Nowadays, there is little doubt that the private sector in Malta is much stronger than ever before. As the Maltese government embraces the neoliberal philosophy, there is a greater likelihood that several private companies would be able to have a more profound impact on people’s lives than the State. Indeed, as the private sector becomes increasingly powerful, the State could easily be threatened to serve its interests. If a large company fails to get its way, it could certainly wind up its local operations and move to another country in which it has more control over the State in its attempt to maximise profits. This has happened in various countries and Malta is not an exception to this disturbing phenomenon.

When analysing the increasing power of the private sector in Malta, one could ask: how is this issue affecting the thousands of individuals that make up the working class? Perhaps more importantly, who is struggling to defend the working class members from the shocking exploitation that is often associated with numerous private companies? Many Maltese people still praise Dom Mintoff and Dr Karmenu Mifsud Bonnici for their efforts to improve the plight of the working class in Malta. For both leaders, ideology was a very important matter when discussing the way forward for the country. Indeed, albeit with limited means, they both frequently tried to educate the masses about the benefits of Socialism.

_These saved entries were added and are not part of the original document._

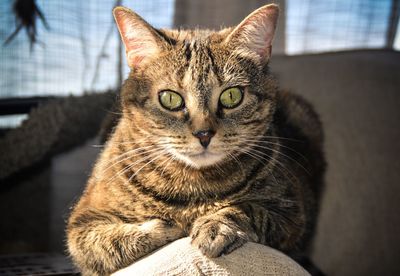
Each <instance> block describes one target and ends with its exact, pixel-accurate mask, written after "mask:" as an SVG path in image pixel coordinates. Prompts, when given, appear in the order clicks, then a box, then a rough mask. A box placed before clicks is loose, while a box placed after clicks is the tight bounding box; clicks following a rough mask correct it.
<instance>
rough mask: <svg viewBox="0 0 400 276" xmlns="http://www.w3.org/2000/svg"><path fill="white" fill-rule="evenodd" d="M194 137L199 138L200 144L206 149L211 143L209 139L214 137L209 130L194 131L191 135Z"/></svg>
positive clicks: (214, 132) (214, 133)
mask: <svg viewBox="0 0 400 276" xmlns="http://www.w3.org/2000/svg"><path fill="white" fill-rule="evenodd" d="M192 134H193V136H194V137H197V138H199V140H200V144H201V145H202V146H203V147H204V148H207V146H208V145H209V144H210V142H211V138H212V137H213V136H214V135H215V131H213V130H211V129H209V130H199V131H195V132H193V133H192Z"/></svg>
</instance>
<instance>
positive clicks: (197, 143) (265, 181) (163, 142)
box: [67, 7, 324, 275]
mask: <svg viewBox="0 0 400 276" xmlns="http://www.w3.org/2000/svg"><path fill="white" fill-rule="evenodd" d="M269 9H271V7H270V8H269ZM259 16H260V15H259V12H258V14H257V17H259ZM246 20H249V17H248V18H246ZM253 25H254V24H253ZM253 25H252V26H253ZM253 27H254V26H253ZM146 28H147V27H146ZM232 31H235V30H234V29H224V30H221V31H219V32H213V31H208V30H193V31H182V30H181V31H177V30H155V29H153V30H152V33H153V35H155V36H157V39H156V41H158V42H157V43H158V44H160V45H159V47H160V48H159V52H158V54H152V55H151V56H145V57H141V58H144V59H145V61H146V62H141V63H140V66H137V63H134V64H135V65H134V66H133V68H132V72H131V74H130V76H129V77H128V79H127V80H126V81H125V83H124V85H123V88H122V93H121V95H122V96H121V106H122V116H121V118H120V120H119V122H118V125H117V126H116V128H115V130H114V133H113V134H112V136H111V138H110V139H109V141H108V142H107V143H106V146H105V148H104V151H103V152H102V154H101V156H100V158H99V159H98V161H97V163H96V165H95V167H94V169H93V172H92V175H91V177H90V179H89V181H88V184H87V187H86V189H85V191H84V193H83V195H82V197H81V198H80V200H79V202H78V203H77V204H76V205H75V207H74V208H73V211H72V213H71V216H70V218H69V223H68V229H67V236H68V249H69V252H70V254H71V256H72V258H73V260H74V262H75V263H76V264H77V266H78V267H80V269H81V270H82V272H83V274H84V275H107V274H110V273H112V272H114V271H116V270H118V269H120V268H123V267H125V266H127V265H129V264H131V263H132V262H134V261H135V260H137V259H138V258H140V257H142V256H144V255H146V254H148V253H150V252H152V251H153V250H155V249H157V248H159V247H161V246H163V245H165V244H166V243H168V242H170V241H173V240H176V239H179V238H181V237H184V236H190V237H191V238H192V243H193V245H194V246H197V247H198V248H199V249H200V250H201V251H202V252H203V253H204V254H205V255H207V256H210V257H217V256H220V255H221V254H227V253H229V252H231V251H232V250H234V249H235V248H237V247H239V246H241V245H242V244H243V243H245V242H246V241H254V242H258V243H262V244H267V245H270V246H272V247H275V248H277V249H279V250H282V251H284V252H287V253H295V252H298V251H301V250H303V249H304V248H306V245H307V243H308V241H309V237H310V235H311V234H312V231H313V228H314V224H315V219H316V215H317V210H318V204H317V198H318V195H319V193H320V190H321V185H322V173H323V170H324V159H323V155H322V151H321V148H322V129H321V125H320V122H319V120H318V117H317V115H316V114H315V112H314V111H313V109H312V107H311V106H310V105H309V104H308V103H307V102H306V101H304V100H303V99H302V98H300V97H298V96H295V95H293V94H291V93H289V92H285V91H280V90H279V89H278V87H277V84H276V81H275V80H274V78H273V77H272V76H271V74H270V73H269V69H268V64H267V62H268V58H269V57H263V58H264V59H262V58H260V56H255V55H251V54H250V55H249V54H243V49H241V50H240V51H237V49H238V47H239V46H238V45H239V44H240V40H230V39H229V37H237V36H236V35H235V36H233V35H232ZM139 33H140V31H139ZM240 45H241V46H240V47H242V46H243V45H242V44H240ZM257 45H259V44H257ZM128 57H129V55H128ZM141 61H142V59H141ZM233 86H239V87H242V88H243V89H244V99H243V102H242V104H241V105H240V106H238V107H237V108H234V109H223V108H222V107H221V106H220V105H219V104H218V99H219V95H220V94H221V92H222V91H223V90H224V89H226V88H228V87H233ZM164 89H169V90H174V91H177V92H179V93H180V94H181V95H182V96H183V98H184V99H185V104H186V107H185V109H184V110H182V111H178V112H171V111H167V110H165V109H164V108H162V107H161V106H160V104H159V102H158V97H157V94H158V92H159V91H160V90H164ZM205 128H212V129H214V130H215V131H216V134H215V136H214V137H213V138H212V140H211V143H210V146H209V150H210V152H214V153H215V155H217V156H219V159H216V160H215V161H210V164H208V165H205V166H203V165H199V166H195V165H191V164H190V163H188V162H185V160H184V158H182V156H185V155H188V154H189V153H190V152H196V151H199V150H200V149H201V146H200V144H199V141H198V139H197V138H196V137H194V136H193V135H192V132H193V131H195V130H198V129H205ZM180 156H181V157H180ZM204 158H206V157H204Z"/></svg>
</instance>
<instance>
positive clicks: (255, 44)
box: [225, 4, 279, 63]
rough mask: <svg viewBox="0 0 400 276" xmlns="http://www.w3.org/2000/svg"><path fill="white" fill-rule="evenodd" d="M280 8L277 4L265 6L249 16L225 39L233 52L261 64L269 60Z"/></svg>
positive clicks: (255, 10) (246, 17)
mask: <svg viewBox="0 0 400 276" xmlns="http://www.w3.org/2000/svg"><path fill="white" fill-rule="evenodd" d="M278 16H279V8H278V6H277V5H275V4H270V5H266V6H263V7H261V8H259V9H257V10H255V11H254V12H252V13H251V14H250V15H249V16H247V17H246V18H245V19H244V20H243V21H242V22H241V23H240V24H239V25H238V26H237V27H236V28H235V29H234V30H233V31H232V32H231V33H230V34H229V35H228V37H227V38H226V39H225V43H227V44H228V45H229V46H230V47H233V50H234V51H236V52H238V53H240V54H243V55H247V56H250V57H253V58H256V59H259V61H260V62H261V63H263V62H266V61H268V60H269V58H270V56H271V50H272V39H273V37H274V33H275V29H276V24H277V21H278Z"/></svg>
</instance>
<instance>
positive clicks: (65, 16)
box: [0, 0, 174, 98]
mask: <svg viewBox="0 0 400 276" xmlns="http://www.w3.org/2000/svg"><path fill="white" fill-rule="evenodd" d="M117 2H122V4H123V5H126V6H128V7H130V8H132V9H134V10H135V11H137V12H138V13H139V14H140V15H141V16H143V17H144V18H145V19H146V20H148V21H149V22H150V23H151V24H153V25H154V26H156V27H171V25H172V21H173V18H172V17H173V8H174V1H173V0H151V1H144V0H142V1H129V2H128V1H127V2H126V3H125V2H124V1H114V0H86V1H81V0H69V1H62V0H52V1H45V0H38V1H36V3H37V5H38V6H39V8H40V9H41V11H42V12H43V14H44V16H45V18H46V19H47V22H48V24H49V26H50V29H49V30H47V29H46V28H45V27H44V25H43V24H42V22H41V21H40V20H39V19H37V20H36V22H37V31H38V40H39V42H38V43H37V44H35V45H34V46H33V49H32V50H31V49H30V45H29V41H28V37H27V35H26V32H25V30H21V31H20V32H19V33H18V35H17V36H16V37H15V39H14V40H13V41H11V42H10V43H9V44H8V45H4V46H3V45H1V46H0V59H1V61H2V62H1V63H0V97H1V98H6V97H16V96H17V97H26V96H33V95H66V94H81V93H82V92H84V91H99V90H105V89H107V88H113V87H116V86H117V85H118V62H117V57H118V43H119V34H118V31H117V28H116V26H115V23H114V20H113V18H112V14H111V10H112V8H113V6H114V5H115V4H116V3H117ZM12 5H13V1H11V0H6V1H1V2H0V14H1V16H0V41H5V40H6V39H7V37H8V36H9V35H10V34H11V33H12V31H13V30H14V29H15V18H14V14H13V12H12ZM123 68H124V71H123V73H124V75H126V74H127V70H128V69H127V66H126V65H124V66H123Z"/></svg>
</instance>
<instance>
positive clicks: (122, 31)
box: [114, 8, 158, 67]
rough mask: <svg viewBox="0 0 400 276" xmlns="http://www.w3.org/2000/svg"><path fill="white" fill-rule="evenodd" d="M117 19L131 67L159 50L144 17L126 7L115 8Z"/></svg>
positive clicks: (118, 25) (132, 66)
mask: <svg viewBox="0 0 400 276" xmlns="http://www.w3.org/2000/svg"><path fill="white" fill-rule="evenodd" d="M114 16H115V21H116V23H117V26H118V29H119V31H120V34H121V38H122V41H123V43H124V45H125V49H126V55H127V59H128V65H129V67H137V66H139V65H140V64H141V63H142V62H143V61H144V60H145V59H146V58H147V57H148V56H151V55H154V54H155V53H156V52H157V51H158V46H157V42H156V41H155V38H154V36H153V34H152V32H151V31H150V30H149V28H151V27H150V26H149V25H148V24H147V23H146V22H145V21H144V20H143V19H141V18H140V17H139V16H137V15H135V14H134V13H133V12H131V11H129V10H126V9H118V8H117V9H116V10H114Z"/></svg>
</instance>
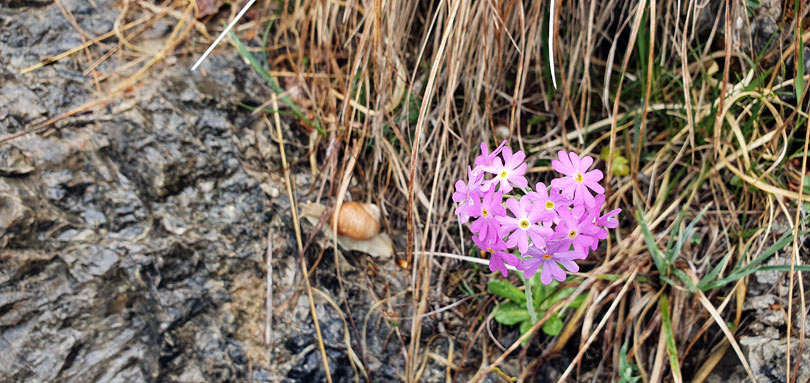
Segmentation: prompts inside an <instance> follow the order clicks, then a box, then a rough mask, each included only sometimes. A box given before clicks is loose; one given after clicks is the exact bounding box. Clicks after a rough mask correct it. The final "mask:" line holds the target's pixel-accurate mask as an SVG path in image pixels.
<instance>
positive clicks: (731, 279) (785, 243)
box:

With the appearance of Dr Alfred Sant’s New Labour, it seems that the relationship between ideology and the interests of the working class was brushed aside. Although Dr Sant might have focused on a number of issues that affected the thousands of wage slaves in Malta, his efforts did not appear to be based on a clearly-defined ideology.

Nowadays, in spite of the soaring profits recorded by several private companies, the working class in Malta is still made up of a huge number of people who are struggling on a daily basis to live comfortably. Thousands of individuals are reporting difficulties to make ends meet. Although there is a great deal of talk about the creation of new jobs in Malta, there are many people whose salaries are so low that they can barely ever think of spending money on anything else apart from the survival costs (food, rent, mortgage, and so on). Whenever a crisis, such as a serious injury or unemployment, hits certain members of the working class, the State’s response is often slow and far from being effective.

If one listens carefully, it is possible to hear the many groans of the working class in Malta. The biggest problem is that in the eyes of countless individuals, there is currently no political party that is paying sufficient attention to the groans of the exploited masses. More often than not, these groans appear to be totally ignored. It seems that even the Malta Labour Party is no longer widely perceived as an organisation that is offering many substantial changes to improve the plight of the working class.

In view of the above, one could surely assert that the working class in Malta requires a party that is truly committed to defending its interests. A party that heeds the groans of the suffering people, can restore faith in a caring State, and is willing to guide those in pain towards a better future.